Lung cancer screening is a way in which doctors check the lungs for early signs of cancer in people who have no symptoms of lung cancer. Doctors suggest it for certain people who are at high risk of lung cancer because they smoke or used to smoke. Although screening is not likely to be helpful for all smokers, doctors do think it might help prevent cancer deaths in some heavy smokers, or those who smoked for many years (even if they have already quit).
Researchers have been studying chest X-rays and low-dose CT scans, two types of imaging tests, to see if they are good screening tools. Imaging tests create pictures of the inside of the body. A low-dose CT scan uses much less radiation than a normal CT scan and shows a more detailed image of the lungs than a standard X-ray. It turns out that X-rays do not work for screening. Low-dose CT scans, on the other hand, might be helpful screening tools for some people at high risk of lung cancer.

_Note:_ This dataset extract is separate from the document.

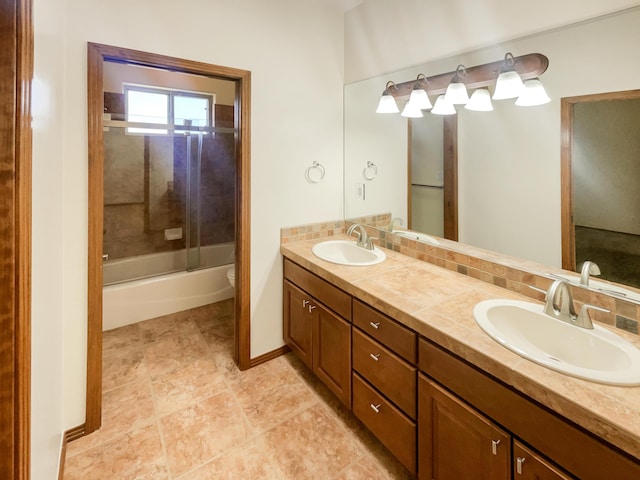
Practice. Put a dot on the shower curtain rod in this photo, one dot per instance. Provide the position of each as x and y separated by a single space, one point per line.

The goal of lung cancer screening is to find cancer early, before it has a chance to grow, spread or cause problems. One large study found that smokers who were screened with low-dose CT scans were less likely to die of lung cancer than those who were screened with standard X-ray. Even so, experts are not yet ready to recommend low-dose CT scans for all heavy smokers. That's because it's unclear whether screening outside of a research study—in the "real world"—would work as well. Plus, screening comes with certain risks, including the need for more tests if a person has an abnormal screening test.
The best way to lower your chances of getting or dying from lung cancer is to quit smoking. It does not matter how much or how long you have smoked. Quitting now will reduce your chances not only of lung problems, but also of heart disease and many forms of cancer.